Pozyskane środki można przeznaczyć m.in. na remont, przebudowę lub modernizację istniejącego kompleksu Orlik 2012 (w tym m.in. naprawę/wymianę nawierzchni boisk, modernizację oświetlenia, ogrodzenia wraz z piłkochwytami i/lub istniejącego zaplecza szatniowo-sanitarnego), a także uzupełnienie kompleksu poprzez budowę nowego obiektu sportowego (takiego jak np. skate park, pump track, bieżnia lub inny element infrastruktury lekkoatletycznej, sprawnościowy plac zabaw, dodatkowe boisko, kort tenisowy).

- Szacuje się, że edycja 2025 umożliwi dofinansowanie modernizacji kolejnych ok. 250 kompleksów na terenie całego kraju - informuje WP SportoweFakty Ewa Zaborska z biura komunikacji Ministerstwa Sportu i Turystyki.

- Głównym celem programu jest sprawienie, by "Orliki" pozostały nie tylko obiektem sportowym, ale także ważnym punktem na mapie lokalnych społeczności - miejscem sprzyjającym integracji mieszkańców i wspólnemu spędzaniu czasu, przestrzenią otwartą dla wszystkich niezależnie od wieku, płci czy poziomu sprawności fizycznej - dodaje nasza rozmówczyni.

Resort sportu chce zrobić wszystko, aby "Orliki" zostały w porę zmodernizowane i nie trzeba było ich zamykać, a takie ryzyko pojawiło się w przypadku niektórych obiektów.

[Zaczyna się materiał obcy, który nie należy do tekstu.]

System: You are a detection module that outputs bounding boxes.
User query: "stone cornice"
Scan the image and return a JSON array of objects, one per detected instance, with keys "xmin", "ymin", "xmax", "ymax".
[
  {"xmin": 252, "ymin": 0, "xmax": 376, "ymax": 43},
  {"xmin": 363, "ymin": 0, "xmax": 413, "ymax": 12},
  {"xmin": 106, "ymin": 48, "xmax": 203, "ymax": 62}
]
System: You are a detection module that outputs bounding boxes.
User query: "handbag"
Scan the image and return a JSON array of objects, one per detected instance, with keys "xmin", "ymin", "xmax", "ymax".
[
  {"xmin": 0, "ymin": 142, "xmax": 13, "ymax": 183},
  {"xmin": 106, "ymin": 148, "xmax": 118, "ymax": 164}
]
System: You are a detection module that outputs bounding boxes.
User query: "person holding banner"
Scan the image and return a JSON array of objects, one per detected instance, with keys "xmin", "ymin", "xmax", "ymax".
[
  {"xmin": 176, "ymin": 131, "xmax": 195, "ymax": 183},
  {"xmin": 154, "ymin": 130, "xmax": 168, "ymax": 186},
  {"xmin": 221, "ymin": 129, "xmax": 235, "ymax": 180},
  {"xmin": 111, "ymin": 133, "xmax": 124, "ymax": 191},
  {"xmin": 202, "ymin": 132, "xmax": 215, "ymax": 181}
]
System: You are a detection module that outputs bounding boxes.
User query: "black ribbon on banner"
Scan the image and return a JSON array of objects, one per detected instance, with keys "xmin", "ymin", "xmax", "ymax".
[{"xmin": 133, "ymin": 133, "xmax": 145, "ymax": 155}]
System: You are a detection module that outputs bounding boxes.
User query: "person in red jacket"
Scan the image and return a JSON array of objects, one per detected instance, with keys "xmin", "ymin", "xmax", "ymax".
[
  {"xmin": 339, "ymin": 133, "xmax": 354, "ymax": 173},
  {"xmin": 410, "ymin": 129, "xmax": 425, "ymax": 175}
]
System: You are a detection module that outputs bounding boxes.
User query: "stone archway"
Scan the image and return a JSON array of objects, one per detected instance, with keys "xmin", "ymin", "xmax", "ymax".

Ministerstwo zamierza też organizować na nich turniej piłkarski dla dzieci w wieku 13-15 lat. Pierwsza edycja odbyła się w 2024 roku i wzięło w niej udział ponad 42 tys. zawodniczek i zawodników z 5504 drużyn z całego kraju. Finał turnieju odbył się w listopadzie na PGE Narodowym.

Obecnie "Orliki" odgrywają też kluczową rolę w programie "Aktywna Szkoła", który ma za zadanie aktywizować lokalne społeczności. - Jednym z komponentów tego programu jest "Aktywny Orlik", który umożliwia organizację bezpłatnych zajęć sportowych na "Orlikach" siedem dni w tygodniu pod okiem wykwalifikowanej kadry - wyjaśnia Ewa Zaborska z Ministerstwa Sportu i Turystyki.